Otoritas yang diberikan kepada setiap individu atas nama Hak Asasi Manusia menyebabkan kerusakan di tengah masyarakat. Aturan yang ditetapkan tidak lagi bertolak ukur pada ketaatan kepada Tuhan yang menciptakan manusia melainkan sekedar norma kesopanan dalam pandangan manusia saja, selama masih dianggap hal yang biasa maka boleh untuk berperilaku yang bahkan melanggar dalam sudut pandang agama. Generasi dicekoki paham kebebasan sehingga bebas mengekspresikan diri termasuk ketika memenuhi hasrat seksualnya.
Untuk menjaga perceraian sebenarnya tidak cukup hanya dengan bimbingan pra nikah pada pasangan pengantin saja melainkan harus dari lapisan paling bawah mulai dari menjaga lingkungan sosial khususnya remaja yang nantinya akan memasuki jenjang pernikahan. Manusia memiliki naluri yang sudah menjadi bagian dari fitrahnya salah satunya adalah naluri nawu’ yakni naluri manusia untuk berkasih sayang, ketertarikan dengan lawan jenis serta keinginan untuk melestarikan keturunan. Naluri nawu’ ini akan bergejolak jika ada faktor eskternal yang memengaruhi. Dalam psikologi, biasanya hasrat seksual akan lebih mudah bangkit diusia remaja sebab baik fisik maupun psikis masih dalam tahap pematangan.

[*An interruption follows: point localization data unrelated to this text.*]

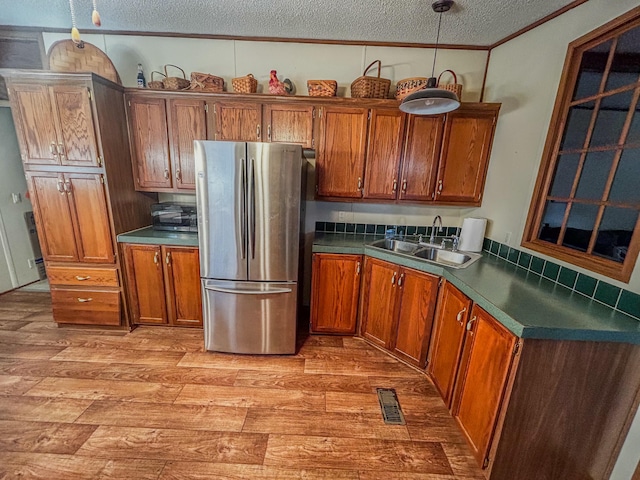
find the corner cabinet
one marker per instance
(163, 283)
(73, 139)
(397, 308)
(335, 289)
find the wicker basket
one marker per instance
(175, 83)
(407, 86)
(454, 87)
(246, 84)
(370, 87)
(156, 84)
(205, 82)
(322, 88)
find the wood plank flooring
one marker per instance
(78, 403)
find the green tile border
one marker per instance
(600, 291)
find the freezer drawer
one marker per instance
(249, 317)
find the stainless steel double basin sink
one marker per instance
(432, 253)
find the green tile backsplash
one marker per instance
(614, 297)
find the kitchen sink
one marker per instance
(431, 253)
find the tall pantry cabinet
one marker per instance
(74, 145)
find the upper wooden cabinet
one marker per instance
(72, 218)
(287, 123)
(340, 155)
(466, 145)
(55, 124)
(397, 309)
(162, 134)
(335, 289)
(384, 153)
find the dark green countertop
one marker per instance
(149, 236)
(528, 305)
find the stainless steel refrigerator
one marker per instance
(249, 215)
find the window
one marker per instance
(586, 205)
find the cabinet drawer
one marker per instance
(82, 276)
(86, 307)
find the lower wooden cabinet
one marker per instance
(335, 288)
(397, 309)
(447, 340)
(482, 380)
(163, 285)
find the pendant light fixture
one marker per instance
(432, 100)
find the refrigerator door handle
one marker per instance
(252, 209)
(248, 292)
(243, 210)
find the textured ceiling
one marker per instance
(470, 22)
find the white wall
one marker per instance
(527, 91)
(14, 240)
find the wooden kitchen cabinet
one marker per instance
(163, 285)
(289, 123)
(335, 289)
(238, 121)
(447, 339)
(482, 380)
(340, 154)
(464, 159)
(71, 215)
(384, 153)
(55, 124)
(397, 309)
(163, 131)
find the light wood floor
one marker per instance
(151, 404)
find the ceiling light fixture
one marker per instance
(432, 100)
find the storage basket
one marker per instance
(175, 83)
(156, 84)
(322, 88)
(370, 87)
(407, 86)
(454, 87)
(205, 82)
(246, 84)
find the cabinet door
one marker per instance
(384, 149)
(35, 124)
(74, 120)
(54, 216)
(466, 145)
(420, 160)
(145, 284)
(289, 124)
(188, 123)
(484, 373)
(238, 122)
(341, 152)
(93, 235)
(182, 274)
(418, 296)
(150, 141)
(448, 337)
(335, 288)
(378, 304)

Oleh sebab itu, menjaga remaja dalam kehidupan sosialnya sangatlah penting. Media sosial adalah yang paling pertama dan utama karena sebagian waktu mereka dihabiskan untuk berselancar dalam dunia maya. Informasi sangat cepat tersebar baik yang negative pun positif bebas akses tanpa kendala. Maraknya penyebaran pornografi juga sampai pada remaja sehingga dengan ini membuat hasrat remaja yang sedang bergejolak tadi semakin mudah untuk terpancing. Mereka yang penasaran pun akhirnya mencoba mempraktekan apa yang sudah dilihatnya. Dari sinilah kemudian perzinahan mulai menjangkiti remaja. Rasa ingin tahu yang tinggi mendorong remaja untuk melakukan hal yang demikian, bagi yang masih memiliki kesadaran akhirnya memilih untuk menikah sebagai jalan aman, itupun terkadang karena keterpaksaan karena telah terjadi kasus hamil diluar nikah atau karena dorongan orang tua, sedangkan bagi yang hanya memikirkan kesenangan belaka memilih untuk berzina dengan resiko hamil diluar nikah dan tak sedikit yang berujung aborsi.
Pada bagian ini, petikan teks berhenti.